I'm deeply shocked by these amendments. The enthusiasm with which Llyr Gruffydd advocated them reminds us of the ministries of propaganda and public enlightenment in former eras. Education should be about teaching children to question, think and use their judgment, and yet what we're invited to do here is to impose some kind of received truth upon children, whereas there is in fact hotly disputed debate going on amongst academics and others who are well versed in the theory of climate change. It's rather surprising to find a representative of Plaid Cymru speaking in this way today because the birth of modern-day political separatism, I think, is to be found in the great debates in the nineteenth century about the imposition of the theological dogmas of the established church upon the children of largely non-conformist families. What we're being invited to do today is exactly what he would have opposed in another context 150 years ago.
I am a sceptic about the theories that Llyr wishes to impose upon the children of today, and I think that what we should teach is both sides of this argument. That's what true education should be about. We're not dealing with something here that is dogmatic truth; we're dealing with a subject in which there is very, very considerable uncertainty and theorising. Most of the theories are based, of course, upon computer models, and computer models work on the principle of garbage in and garbage out. What we should be seeking is to put forward not just the theories of one side of this argument, but, in fact, the theories of both sides, and then inviting those who are in the classroom to think about what the issues involved are.
Yes, no doubt, there is amongst a very tiny minority of people climate anxiety, but then there are anxieties about all sorts of things. A thousand-odd years ago, people were worried about the end of the world coming in the year 1000. Apocalyptic millenarianism has been with us for as long as human beings have been on the planet. Most recently, of course, the millennium bug was another feature of this, an apocalyptic event that never happened. I think this is a very dangerous way of trying to use a Government Bill to impose a particular political view upon the minds of suggestible children. I think it's the very opposite of education, actually. That's something that we certainly should not support in this debate today.

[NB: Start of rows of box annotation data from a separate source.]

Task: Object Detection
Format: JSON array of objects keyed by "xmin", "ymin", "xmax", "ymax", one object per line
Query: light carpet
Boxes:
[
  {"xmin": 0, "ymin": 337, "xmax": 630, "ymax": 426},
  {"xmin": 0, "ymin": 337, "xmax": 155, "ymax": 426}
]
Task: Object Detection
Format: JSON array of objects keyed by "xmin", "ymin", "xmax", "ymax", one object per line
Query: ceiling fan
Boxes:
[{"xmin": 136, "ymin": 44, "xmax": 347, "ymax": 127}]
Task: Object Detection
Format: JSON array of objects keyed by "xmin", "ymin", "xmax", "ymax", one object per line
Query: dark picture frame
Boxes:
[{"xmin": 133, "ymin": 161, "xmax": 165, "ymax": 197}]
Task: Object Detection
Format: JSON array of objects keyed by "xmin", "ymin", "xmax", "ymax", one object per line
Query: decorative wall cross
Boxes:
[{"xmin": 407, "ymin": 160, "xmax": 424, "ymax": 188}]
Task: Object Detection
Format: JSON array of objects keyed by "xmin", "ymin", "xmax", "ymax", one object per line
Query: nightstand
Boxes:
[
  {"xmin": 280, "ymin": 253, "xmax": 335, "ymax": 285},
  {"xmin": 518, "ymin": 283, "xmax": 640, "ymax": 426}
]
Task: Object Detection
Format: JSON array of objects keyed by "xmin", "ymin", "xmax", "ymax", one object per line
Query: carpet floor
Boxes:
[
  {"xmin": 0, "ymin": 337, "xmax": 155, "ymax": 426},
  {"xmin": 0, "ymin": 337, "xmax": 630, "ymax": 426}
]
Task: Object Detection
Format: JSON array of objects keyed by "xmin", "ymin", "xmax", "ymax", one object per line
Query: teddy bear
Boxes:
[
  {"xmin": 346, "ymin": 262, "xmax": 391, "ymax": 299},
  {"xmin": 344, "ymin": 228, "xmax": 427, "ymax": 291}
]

Climate change is not like the laws of physics. There is too little data, for one thing, upon which to be certain over a long enough period, there are too many variables, too many uncertainties, and we have a complete disconnect between the results of computer models and what we know from the world of observation. We've only had satellite data for the best part of about 25 years that are capable of giving us reliable data, and that's nowhere near long enough to draw the kind of conclusions that Llyr seems to think are established fact. What we do know about climate change is that change has always been with us. Two thousand years ago, in Roman times, so far as we can tell, the climate in Europe, at any rate, was warmer than today. Then, we went through a cold period in the dark ages. In the medieval warm period, again, we went back to Roman times, and then in the seventeenth century, as well recorded through the diaries of Samuel Pepys, we went into a little ice age from which we have been emerging slowly ever since.
So, nobody denies, actually, that there is global warming going on, but what's the cause of it is something that is hotly disputed, and it's that debate, I think, that we should be teaching in our schools today, not teaching people what is purely propaganda in my opinion and representing that as indisputable fact. Because you've only got to look at the literature, you've only got to look at the lustrous names that are associated with the political views that I'm putting forward today, to see that there's a serious debate there, and that's what true education is about. So, I think this is an anti-education set of amendments that should be thrown out today. I agree entirely with what Jenny Rathbone has just said, although our views on this subject are diametrically opposed. We very frequently agree upon the fundamentals of what we should be doing in education. I invite the Senedd today to follow me for a change and vote these amendments down.